Now we have scores list per language. We make Cartesian multiplicity with scores table (e), joining them by language. Multiplicity product isn’t huge as number of languages are fixed and small, so we’re still in the same order of magnitude. The result is original list of scores but now each row additionally has scores list for it’s language. Next, we give the score a rank according it’s location on the list and filter so only ranks in range 1-5 will return. How simple is that?

Problem solved. Note: group_concat has maximal result length (by default 1024b). Although it can be increased the method presented won’t work if you need all your records sorted and grouped but for the purpose of top N assuming N is relatively small it works very well.

All in all, for my “a-z” game it probably doesn’t matter which of the methods I’d have used but it was quite educative and it’s good knowledge for real projects to come. As said before, DB is not my field of expertise so I’d appreciate if someone experienced would comment on things I wrote or shed some light on the things I didn’t.


4 responses to “Mysql selecting top N per group”

  1. why did you have to make such a complex query?
    wouldn’t it been simpler to select the data ordered by the scores, and attempt to get the top 5 scores?

    • Well, each language has it’s own score board.
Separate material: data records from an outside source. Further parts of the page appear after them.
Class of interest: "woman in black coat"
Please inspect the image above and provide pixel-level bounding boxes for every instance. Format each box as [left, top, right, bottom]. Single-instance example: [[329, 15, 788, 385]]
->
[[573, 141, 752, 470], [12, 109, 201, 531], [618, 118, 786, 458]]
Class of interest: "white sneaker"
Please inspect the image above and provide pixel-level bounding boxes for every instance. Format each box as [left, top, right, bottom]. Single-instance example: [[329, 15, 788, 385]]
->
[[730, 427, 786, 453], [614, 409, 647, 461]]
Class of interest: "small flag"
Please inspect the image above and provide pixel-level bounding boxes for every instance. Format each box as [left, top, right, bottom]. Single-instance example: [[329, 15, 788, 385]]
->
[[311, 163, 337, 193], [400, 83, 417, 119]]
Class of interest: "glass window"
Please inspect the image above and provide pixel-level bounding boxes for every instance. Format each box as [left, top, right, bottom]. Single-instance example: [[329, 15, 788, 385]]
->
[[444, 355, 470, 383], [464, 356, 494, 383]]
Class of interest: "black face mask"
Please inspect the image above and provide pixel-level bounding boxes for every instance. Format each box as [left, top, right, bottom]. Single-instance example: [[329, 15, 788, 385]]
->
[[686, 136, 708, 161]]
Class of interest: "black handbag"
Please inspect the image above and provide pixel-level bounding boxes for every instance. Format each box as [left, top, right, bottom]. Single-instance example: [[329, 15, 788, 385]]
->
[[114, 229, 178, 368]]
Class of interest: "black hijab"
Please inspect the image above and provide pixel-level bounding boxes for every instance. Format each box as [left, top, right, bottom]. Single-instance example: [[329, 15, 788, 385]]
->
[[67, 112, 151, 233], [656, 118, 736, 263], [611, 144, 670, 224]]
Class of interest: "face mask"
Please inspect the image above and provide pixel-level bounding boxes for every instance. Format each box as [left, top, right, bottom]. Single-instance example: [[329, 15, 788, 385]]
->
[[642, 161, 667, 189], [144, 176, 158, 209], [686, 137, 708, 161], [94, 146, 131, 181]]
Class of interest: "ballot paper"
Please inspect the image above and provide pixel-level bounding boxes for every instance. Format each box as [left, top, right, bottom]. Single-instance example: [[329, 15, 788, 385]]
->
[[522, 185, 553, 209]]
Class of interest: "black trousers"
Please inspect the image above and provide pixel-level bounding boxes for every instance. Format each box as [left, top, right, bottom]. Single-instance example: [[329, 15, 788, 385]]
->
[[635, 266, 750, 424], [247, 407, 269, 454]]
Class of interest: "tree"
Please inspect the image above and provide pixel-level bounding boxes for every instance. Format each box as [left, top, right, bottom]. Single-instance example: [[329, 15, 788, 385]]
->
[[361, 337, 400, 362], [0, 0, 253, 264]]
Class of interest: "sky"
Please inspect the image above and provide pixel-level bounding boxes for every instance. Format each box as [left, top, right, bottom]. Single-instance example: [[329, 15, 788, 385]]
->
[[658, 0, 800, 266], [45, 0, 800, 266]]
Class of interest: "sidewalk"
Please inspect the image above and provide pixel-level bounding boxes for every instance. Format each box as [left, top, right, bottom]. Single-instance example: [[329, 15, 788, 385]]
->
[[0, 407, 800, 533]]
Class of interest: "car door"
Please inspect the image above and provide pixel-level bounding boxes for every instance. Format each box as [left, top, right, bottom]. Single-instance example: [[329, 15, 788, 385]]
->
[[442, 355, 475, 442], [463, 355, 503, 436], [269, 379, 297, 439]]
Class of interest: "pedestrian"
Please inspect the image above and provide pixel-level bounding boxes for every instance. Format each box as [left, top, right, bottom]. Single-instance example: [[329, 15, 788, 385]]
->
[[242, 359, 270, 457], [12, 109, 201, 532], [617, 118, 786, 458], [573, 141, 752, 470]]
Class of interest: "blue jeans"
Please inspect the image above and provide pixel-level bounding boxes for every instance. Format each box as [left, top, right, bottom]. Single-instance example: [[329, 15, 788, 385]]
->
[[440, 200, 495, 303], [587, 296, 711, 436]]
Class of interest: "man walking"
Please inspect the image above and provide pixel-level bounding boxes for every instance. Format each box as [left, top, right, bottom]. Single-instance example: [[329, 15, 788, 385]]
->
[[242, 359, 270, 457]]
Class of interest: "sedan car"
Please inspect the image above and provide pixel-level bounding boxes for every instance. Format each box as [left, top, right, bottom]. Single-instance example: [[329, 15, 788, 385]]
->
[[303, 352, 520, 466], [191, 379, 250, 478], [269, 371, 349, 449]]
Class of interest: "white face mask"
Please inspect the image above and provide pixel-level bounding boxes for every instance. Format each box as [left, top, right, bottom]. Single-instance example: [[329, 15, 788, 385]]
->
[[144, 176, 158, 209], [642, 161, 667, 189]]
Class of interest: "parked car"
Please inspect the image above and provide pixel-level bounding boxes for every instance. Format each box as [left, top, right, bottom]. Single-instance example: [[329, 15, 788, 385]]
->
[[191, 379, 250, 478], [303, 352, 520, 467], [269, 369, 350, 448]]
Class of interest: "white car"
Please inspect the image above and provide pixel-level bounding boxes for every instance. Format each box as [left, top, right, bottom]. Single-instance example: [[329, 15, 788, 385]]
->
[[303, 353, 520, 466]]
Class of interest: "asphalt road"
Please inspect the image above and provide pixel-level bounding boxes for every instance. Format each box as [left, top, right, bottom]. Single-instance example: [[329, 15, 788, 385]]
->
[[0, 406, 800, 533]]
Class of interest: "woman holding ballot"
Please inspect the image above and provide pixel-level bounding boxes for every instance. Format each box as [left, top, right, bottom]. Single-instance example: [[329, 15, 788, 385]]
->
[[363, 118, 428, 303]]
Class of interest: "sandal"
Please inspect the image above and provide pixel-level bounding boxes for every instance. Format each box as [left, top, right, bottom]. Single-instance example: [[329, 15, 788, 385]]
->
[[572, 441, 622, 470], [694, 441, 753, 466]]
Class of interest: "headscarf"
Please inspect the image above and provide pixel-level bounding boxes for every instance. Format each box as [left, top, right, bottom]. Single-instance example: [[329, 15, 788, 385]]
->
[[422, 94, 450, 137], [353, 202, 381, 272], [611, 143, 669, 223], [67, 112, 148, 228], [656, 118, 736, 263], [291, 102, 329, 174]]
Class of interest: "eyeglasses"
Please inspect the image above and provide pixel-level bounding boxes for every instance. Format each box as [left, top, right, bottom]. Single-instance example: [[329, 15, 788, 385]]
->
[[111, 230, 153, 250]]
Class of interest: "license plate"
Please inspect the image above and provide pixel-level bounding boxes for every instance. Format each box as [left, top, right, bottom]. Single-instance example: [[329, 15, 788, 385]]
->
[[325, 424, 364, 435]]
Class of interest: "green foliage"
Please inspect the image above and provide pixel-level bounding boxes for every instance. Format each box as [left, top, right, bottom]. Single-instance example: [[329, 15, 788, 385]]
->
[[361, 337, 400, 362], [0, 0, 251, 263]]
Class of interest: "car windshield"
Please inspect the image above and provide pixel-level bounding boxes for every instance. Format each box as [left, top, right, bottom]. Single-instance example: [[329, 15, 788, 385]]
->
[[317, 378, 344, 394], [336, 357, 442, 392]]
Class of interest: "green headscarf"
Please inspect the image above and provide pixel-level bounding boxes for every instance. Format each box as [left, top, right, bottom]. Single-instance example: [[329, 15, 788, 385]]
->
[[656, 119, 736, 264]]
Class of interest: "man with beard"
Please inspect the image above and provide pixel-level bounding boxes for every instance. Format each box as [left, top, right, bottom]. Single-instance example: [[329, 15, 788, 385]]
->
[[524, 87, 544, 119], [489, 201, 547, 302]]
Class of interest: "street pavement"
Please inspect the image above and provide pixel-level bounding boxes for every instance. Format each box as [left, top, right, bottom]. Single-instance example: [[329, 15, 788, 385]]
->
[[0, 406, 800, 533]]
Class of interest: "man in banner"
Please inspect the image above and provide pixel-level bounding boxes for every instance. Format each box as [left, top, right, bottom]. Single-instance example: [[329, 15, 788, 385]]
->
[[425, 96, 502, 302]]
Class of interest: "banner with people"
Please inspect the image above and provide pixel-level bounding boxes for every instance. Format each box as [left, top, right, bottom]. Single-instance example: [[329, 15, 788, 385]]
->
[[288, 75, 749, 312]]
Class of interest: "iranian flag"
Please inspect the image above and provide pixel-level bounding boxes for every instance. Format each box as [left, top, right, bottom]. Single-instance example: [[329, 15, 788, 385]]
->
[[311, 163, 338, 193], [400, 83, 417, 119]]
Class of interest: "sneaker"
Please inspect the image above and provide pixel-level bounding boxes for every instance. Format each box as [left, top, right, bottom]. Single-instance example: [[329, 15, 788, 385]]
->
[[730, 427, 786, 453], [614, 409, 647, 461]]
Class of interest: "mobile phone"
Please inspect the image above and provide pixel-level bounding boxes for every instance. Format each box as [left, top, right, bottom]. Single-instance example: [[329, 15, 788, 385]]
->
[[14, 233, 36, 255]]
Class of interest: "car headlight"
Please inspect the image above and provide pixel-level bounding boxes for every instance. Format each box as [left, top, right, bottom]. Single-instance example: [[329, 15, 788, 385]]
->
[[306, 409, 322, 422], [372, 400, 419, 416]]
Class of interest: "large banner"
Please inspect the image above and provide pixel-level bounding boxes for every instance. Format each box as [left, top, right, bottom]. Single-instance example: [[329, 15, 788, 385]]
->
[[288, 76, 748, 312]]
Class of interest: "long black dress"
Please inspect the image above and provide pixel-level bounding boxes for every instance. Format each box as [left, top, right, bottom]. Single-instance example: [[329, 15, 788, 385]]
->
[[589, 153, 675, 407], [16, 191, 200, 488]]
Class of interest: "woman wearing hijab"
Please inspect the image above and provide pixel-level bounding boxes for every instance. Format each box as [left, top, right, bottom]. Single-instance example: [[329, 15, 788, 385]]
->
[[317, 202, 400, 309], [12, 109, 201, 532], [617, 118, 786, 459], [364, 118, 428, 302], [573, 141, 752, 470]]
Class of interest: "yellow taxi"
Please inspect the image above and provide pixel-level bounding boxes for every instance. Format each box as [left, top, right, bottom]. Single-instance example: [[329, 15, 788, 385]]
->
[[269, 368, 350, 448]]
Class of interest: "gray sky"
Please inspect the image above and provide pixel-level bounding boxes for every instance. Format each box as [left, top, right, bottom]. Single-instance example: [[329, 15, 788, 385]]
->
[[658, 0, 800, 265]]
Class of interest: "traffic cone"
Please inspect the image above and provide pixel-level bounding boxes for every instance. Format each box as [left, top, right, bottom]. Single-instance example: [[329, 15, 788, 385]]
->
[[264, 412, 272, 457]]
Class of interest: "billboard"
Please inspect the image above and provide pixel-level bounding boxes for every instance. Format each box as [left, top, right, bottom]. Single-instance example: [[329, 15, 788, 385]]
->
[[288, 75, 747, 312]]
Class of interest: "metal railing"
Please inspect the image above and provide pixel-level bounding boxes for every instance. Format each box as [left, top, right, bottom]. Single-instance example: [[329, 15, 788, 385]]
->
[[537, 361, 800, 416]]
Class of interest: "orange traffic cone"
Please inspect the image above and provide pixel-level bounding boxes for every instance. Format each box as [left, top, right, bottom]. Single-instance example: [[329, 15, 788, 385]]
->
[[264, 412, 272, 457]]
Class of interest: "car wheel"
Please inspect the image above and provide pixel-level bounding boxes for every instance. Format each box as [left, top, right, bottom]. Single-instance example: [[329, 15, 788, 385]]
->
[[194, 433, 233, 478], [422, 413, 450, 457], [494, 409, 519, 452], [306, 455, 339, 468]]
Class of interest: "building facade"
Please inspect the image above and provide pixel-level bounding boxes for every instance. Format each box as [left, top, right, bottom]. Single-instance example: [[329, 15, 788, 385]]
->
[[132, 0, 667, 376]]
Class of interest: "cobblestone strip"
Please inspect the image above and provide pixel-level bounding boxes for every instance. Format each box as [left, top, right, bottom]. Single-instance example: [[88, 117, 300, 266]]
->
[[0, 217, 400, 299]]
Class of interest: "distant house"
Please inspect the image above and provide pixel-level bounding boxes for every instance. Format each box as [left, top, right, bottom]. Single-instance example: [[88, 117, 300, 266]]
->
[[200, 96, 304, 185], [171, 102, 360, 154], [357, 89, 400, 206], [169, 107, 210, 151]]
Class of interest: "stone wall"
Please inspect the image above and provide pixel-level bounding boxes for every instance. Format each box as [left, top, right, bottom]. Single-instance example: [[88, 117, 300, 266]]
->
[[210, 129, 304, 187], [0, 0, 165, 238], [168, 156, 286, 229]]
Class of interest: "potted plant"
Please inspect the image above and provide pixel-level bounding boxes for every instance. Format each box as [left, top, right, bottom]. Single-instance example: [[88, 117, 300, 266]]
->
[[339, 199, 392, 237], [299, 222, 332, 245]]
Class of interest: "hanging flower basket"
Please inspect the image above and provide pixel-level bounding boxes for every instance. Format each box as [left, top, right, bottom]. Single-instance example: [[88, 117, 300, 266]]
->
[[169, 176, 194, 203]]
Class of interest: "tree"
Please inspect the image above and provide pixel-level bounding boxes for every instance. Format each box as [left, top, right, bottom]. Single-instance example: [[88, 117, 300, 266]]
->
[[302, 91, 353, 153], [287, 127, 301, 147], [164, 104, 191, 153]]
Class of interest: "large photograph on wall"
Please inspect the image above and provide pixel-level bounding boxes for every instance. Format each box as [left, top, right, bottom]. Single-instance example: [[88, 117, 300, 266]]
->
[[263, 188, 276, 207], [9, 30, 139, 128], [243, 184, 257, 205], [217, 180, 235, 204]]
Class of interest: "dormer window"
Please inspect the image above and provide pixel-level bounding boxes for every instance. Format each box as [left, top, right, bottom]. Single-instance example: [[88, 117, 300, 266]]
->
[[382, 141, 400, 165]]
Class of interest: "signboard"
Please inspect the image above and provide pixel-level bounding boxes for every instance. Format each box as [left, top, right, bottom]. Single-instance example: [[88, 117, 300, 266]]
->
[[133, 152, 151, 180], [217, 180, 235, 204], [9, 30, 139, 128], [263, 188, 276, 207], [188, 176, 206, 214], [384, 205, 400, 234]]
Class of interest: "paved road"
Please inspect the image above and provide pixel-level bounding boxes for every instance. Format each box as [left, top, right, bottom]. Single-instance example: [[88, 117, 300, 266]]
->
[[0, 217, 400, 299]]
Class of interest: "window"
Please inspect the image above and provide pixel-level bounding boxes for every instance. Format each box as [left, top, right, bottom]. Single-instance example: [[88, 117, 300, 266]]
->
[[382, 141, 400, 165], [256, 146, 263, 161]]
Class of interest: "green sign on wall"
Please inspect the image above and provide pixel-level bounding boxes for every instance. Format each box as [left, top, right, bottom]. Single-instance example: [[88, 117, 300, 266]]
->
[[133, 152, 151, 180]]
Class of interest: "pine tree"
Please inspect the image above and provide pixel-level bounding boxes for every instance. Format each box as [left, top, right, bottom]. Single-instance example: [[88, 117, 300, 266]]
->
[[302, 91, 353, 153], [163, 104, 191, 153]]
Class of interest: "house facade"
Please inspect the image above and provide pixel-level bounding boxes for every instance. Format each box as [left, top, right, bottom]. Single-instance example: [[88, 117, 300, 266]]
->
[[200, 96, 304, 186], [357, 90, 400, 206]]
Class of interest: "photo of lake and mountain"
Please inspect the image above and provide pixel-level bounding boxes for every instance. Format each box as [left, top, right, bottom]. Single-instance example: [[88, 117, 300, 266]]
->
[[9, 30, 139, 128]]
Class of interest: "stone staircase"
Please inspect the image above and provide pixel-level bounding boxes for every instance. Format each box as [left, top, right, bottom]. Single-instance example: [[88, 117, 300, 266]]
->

It’s unfair to compare typing times for different alphabets (different lengths and layouts) so I had to either group results by language or make separate query for each language. I already wrote the considerations that made me prefer one query over multiple queries. Anyhow even if my decision was wrong the purpose of this post was to show how to handle situations when you need one query that selects top N per group.

      If u meant programmatically parsing results list – sure it is possible, but you don’t know how many rows you need to parse before you find top N in each category so your array or recordset object might get huge. Why “waste” this memory when the DB can do it in much more efficient way?

  2. What’s wrong with using the LIMIT clause?

    Here’s a simple example to get the 3 most expensive and the 3 least expensive items from a table using group_concat with LIMIT:

    mysql> desc SHOP_ITEM;
    +————-+————–+——+—–+———+—————-+
    | Field | Type | Null | Key | Default | Extra |
    +————-+————–+——+—–+———+—————-+
    | ID | int(11) | NO | PRI | NULL | auto_increment |
    | CODE | varchar(45) | NO | | NULL | |
    | PIC | varchar(100) | NO | | NULL | |
    | DESCRIPTION | longtext | NO | | NULL | |
    | DETAIL | text | NO | | NULL | |
    | RETAIL | int(11) | NO | | NULL | |
    | HIRE | int(11) | NO | | NULL | |
    | IN_STOCK | int(11) | NO | | NULL | |
    | SHOP_ID | int(11) | NO | PRI | NULL | |
    +————-+————–+——+—–+———+—————-+
    9 rows in set (0.00 sec)

    mysql> select ID, RETAIL from SHOP_ITEM;
    +—-+——–+
    | ID | RETAIL |
    +—-+——–+
    | 1 | 1180 |
    | 2 | 1380 |
    | 3 | 1120 |
    | 4 | 1050 |
    | 5 | 1450 |
    | 6 | 950 |
    | 7 | 680 |
    | 8 | 540 |
    | 9 | 780 |
    | 10 | 900 |
    | 11 | 1100 |
    | 12 | 1620 |
    | 13 | 960 |
    | 14 | 660 |
    +—-+——–+
    14 rows in set (0.00 sec)

    mysql> select PRICE_GROUP, group_concat(RETAIL)
    -> from
    -> (
    -> (
    -> select ‘HIGH’ as PRICE_GROUP, RETAIL
    -> from SHOP_ITEM
    -> where ID not in (select 12 from dual)
    -> order by RETAIL desc limit 3
    -> )
    -> UNION
    -> (
    -> select ‘LOW’ as PRICE_GROUP, RETAIL
    -> from SHOP_ITEM
    -> where ID not in (select 12 from dual)
    -> order by RETAIL asc limit 3)
    -> ) as q
    -> group by PRICE_GROUP
    -> order by PRICE_GROUP;
    +————-+———————-+
    | PRICE_GROUP | group_concat(RETAIL) |
    +————-+———————-+
    | HIGH | 1450,1380,1180 |
    | LOW | 540,660,680 |
    +————-+———————-+
    2 rows in set (0.00 sec)

    mysql>

    My selection from dual was due to not having a ‘blacklist’ table…. but it works fine.
    My example obviously uses a different table, but the concept is the same.